Priti Patel has never made a secret of her scepticism about the way the aid budget is spent. Before she became International Development Secretary, she famously proposed closing down the department and replacing it with a Department for International Trade.
She no longer wants to close her department, but her suspicion that there is a great deal of waste and corruption persists. Indeed, since she took office there has been a steady stream of stories in the press about absurd projects which have been funded, the routine use of expensive consultants and what Patel herself calls “profiteering” in what has become an aid industry.

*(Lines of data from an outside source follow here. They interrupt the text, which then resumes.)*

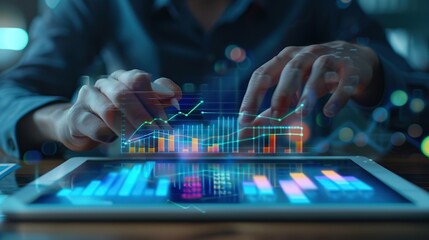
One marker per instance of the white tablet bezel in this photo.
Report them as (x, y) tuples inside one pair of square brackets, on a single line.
[(19, 206)]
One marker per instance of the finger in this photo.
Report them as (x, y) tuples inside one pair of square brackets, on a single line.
[(100, 105), (90, 125), (140, 82), (84, 123), (171, 87), (262, 79), (315, 85), (126, 101), (289, 84), (349, 82)]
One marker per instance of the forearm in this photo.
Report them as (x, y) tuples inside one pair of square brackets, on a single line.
[(41, 126)]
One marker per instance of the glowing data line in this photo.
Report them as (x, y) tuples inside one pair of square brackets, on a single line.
[(186, 206), (153, 134), (258, 115), (164, 120)]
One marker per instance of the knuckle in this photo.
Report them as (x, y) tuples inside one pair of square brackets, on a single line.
[(295, 63), (315, 48), (324, 61), (108, 112), (120, 95)]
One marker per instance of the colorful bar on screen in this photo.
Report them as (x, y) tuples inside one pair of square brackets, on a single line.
[(130, 181), (77, 191), (293, 192), (144, 176), (357, 183), (263, 185), (90, 189), (303, 181), (162, 188), (338, 179), (171, 143), (249, 188), (327, 183), (105, 185)]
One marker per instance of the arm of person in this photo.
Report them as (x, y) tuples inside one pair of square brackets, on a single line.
[(355, 63), (36, 94)]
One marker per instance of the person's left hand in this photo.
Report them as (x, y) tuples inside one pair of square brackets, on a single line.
[(302, 75)]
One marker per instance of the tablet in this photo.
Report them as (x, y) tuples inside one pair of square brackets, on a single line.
[(219, 188)]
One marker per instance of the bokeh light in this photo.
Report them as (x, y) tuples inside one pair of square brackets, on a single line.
[(346, 134), (32, 157), (417, 105), (425, 146), (361, 139), (398, 139), (322, 120), (221, 67), (399, 98), (235, 53), (415, 130), (380, 114)]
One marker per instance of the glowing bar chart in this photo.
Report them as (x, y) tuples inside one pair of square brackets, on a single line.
[(162, 188), (127, 182), (357, 183), (293, 192), (303, 181), (339, 180), (222, 136), (263, 184)]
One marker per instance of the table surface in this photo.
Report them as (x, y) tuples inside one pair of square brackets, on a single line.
[(407, 163)]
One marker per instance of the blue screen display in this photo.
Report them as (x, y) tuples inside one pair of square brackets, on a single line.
[(293, 182)]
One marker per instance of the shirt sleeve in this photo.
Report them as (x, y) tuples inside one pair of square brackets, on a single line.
[(62, 44)]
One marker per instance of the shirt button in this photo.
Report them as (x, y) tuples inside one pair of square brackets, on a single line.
[(11, 144)]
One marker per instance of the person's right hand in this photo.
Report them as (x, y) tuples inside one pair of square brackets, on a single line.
[(95, 117)]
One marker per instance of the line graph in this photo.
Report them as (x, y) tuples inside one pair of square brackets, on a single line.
[(223, 134), (186, 207)]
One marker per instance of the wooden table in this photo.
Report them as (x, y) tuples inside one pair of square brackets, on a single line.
[(407, 163)]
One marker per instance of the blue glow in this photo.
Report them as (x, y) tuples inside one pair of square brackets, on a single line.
[(15, 39), (115, 188), (162, 188), (327, 183), (249, 188), (130, 181), (77, 191), (52, 3), (64, 192), (102, 190), (142, 181), (358, 184), (90, 189)]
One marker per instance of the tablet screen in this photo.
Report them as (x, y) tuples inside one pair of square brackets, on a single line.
[(291, 182)]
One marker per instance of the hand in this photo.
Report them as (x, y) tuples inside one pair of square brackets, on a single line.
[(96, 116), (302, 75)]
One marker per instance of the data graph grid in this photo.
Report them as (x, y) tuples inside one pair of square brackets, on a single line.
[(223, 136)]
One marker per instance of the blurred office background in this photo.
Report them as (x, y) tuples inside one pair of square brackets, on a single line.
[(405, 22)]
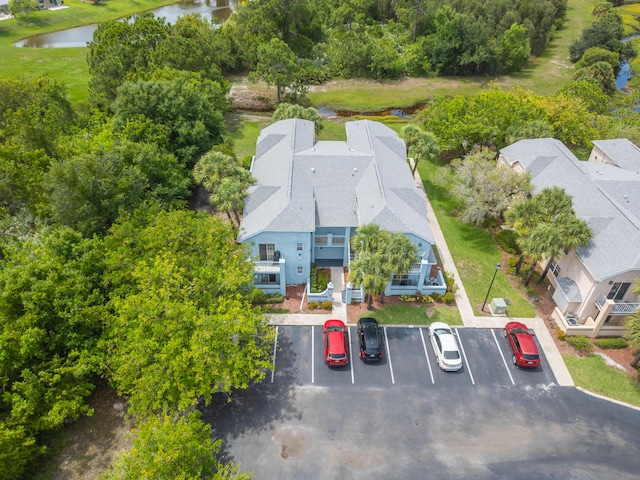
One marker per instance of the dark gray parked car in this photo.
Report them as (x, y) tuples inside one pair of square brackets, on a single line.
[(371, 348)]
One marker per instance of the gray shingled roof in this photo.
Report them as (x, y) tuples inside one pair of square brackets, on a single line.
[(303, 184), (606, 196), (621, 151)]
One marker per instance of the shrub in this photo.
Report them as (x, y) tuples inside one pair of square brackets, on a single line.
[(319, 279), (507, 241), (450, 282), (449, 298), (611, 343), (275, 310), (258, 297), (406, 298), (580, 343)]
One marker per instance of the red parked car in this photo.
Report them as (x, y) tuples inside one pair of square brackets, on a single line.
[(523, 345), (336, 343)]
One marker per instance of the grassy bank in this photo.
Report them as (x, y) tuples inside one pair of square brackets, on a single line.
[(414, 315), (592, 373), (66, 65), (543, 75), (473, 250)]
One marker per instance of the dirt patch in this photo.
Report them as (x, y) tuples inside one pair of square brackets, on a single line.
[(91, 442)]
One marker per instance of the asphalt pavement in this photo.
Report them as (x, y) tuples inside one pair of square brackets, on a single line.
[(469, 318)]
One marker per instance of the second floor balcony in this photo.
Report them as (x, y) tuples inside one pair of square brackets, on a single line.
[(620, 307), (267, 267)]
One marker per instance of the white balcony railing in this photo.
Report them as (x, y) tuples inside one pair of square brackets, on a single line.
[(267, 267), (329, 240), (620, 308)]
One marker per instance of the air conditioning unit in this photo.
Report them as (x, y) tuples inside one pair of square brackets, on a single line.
[(498, 306)]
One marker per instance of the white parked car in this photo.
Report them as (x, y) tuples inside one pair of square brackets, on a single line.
[(445, 346)]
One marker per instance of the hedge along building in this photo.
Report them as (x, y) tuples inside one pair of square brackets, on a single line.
[(311, 196)]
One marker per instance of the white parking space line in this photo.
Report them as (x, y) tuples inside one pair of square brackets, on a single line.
[(350, 355), (275, 349), (506, 366), (313, 343), (426, 354), (464, 355), (386, 341)]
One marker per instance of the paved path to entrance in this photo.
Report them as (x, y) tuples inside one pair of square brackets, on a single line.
[(469, 318)]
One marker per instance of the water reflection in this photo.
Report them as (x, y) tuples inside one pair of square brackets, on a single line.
[(79, 36)]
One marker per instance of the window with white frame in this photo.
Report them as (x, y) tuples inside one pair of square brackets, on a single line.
[(267, 278), (266, 251), (618, 291)]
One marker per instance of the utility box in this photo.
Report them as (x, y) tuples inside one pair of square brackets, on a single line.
[(498, 306)]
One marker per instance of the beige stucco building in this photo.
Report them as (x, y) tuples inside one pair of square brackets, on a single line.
[(592, 285)]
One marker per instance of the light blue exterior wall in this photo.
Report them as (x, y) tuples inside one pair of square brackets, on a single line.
[(287, 243)]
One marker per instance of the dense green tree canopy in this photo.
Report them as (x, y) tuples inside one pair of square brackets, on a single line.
[(390, 38), (181, 110), (181, 329), (276, 65), (173, 447), (494, 116), (51, 318), (546, 225), (289, 110), (484, 188), (90, 191)]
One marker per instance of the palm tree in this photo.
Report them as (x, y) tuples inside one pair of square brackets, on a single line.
[(229, 196), (369, 270), (571, 232), (522, 218), (291, 110), (366, 239), (399, 254), (424, 147), (211, 167), (633, 330), (546, 225), (410, 134)]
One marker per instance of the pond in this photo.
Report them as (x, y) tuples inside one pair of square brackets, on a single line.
[(79, 36)]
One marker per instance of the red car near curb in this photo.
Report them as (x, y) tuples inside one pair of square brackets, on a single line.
[(336, 343), (523, 345)]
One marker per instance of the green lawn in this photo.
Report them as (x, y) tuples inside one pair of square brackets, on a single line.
[(592, 373), (410, 314), (66, 65), (544, 75), (474, 252)]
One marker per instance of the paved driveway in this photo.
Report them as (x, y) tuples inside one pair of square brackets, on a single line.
[(406, 419)]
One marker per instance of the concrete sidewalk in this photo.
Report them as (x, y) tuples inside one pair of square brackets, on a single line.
[(469, 318)]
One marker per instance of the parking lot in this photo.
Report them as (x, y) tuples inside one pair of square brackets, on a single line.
[(409, 360), (404, 418)]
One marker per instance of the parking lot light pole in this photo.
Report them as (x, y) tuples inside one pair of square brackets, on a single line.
[(491, 285)]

Many of these stories seem to originate from official sources, and bolster her narrative (though we shouldn’t be too cynical – yesterday she rejected widespread criticism of a grant paid to an Ethiopian girl band, which it would have been easy for her to condemn if she was simply seeking good headlines).
Patel finds herself in a somewhat tricky position. All International Development Secretaries tend to announce a “crackdown” of one sort or another, regardless of their personal view – not least because there is huge suspicion among the public and the press about the amount of money spent overseas at a time when resources at home are scarce. News that billions of pounds of British taxpayers’ money sit unspent in the World Bank simply in order to hit the 0.7 per cent aid target is rightly infuriating to people who are told the social care system doesn’t have the money to look after them.
To Patel’s credit, her anger at consultants creaming a fortune off a budget intended to help the world’s poorest is genuine, and she has a lot of good will stored up among the centre right press. But that isn’t a neverending commodity – as the months go by but little appears to change, Quentin Letts among others have begun to fear that she might become a captive of her department, absorbing its worldview along with its jargon.
What could she do to satisfy the critics? Even if she wanted to, she couldn’t reduce her budget and offer it to other departments – not only did the 2015 Conservative manifesto commit to keep the 0.7 per cent spending figure, but the Coalition put it on the statute book. To repeal it would require the agreement of Downing Street, and that would require a willingness to further complicate the already treacherous landscape of upcoming Commons votes.
This was of course the intention of the architects of the 0.7 per cent plan – to make it harder for their successors to deviate from their preferred level of aid spending. It’s working so far, but it might well backfire eventually. Without the budget being protected in statute, it would almost certainly have experienced some cuts by now given the wider fiscal picture. The cost of that protection is that it is becoming a totemic frustration for some voters and politicians – the words “charity begins at home” are repeated on the green benches as well as on the doorstep. A financial guarantee in the short-term might end up constituting a political risk in the longer-term – a risk that ought to counsel against such a gimmick being repeated in future.
Patel is doing what she can within the limits of her job and collective responsibility: demanding internally that her department does more with its ringfenced budget while making the public case for greater efficiency.
Given the fiscal and political situation, it looks like only a matter of time before the ringfence is removed anyway. If the number of aid critics in Parliament, the press and the country continue to grow, then they could get their way relatively soon.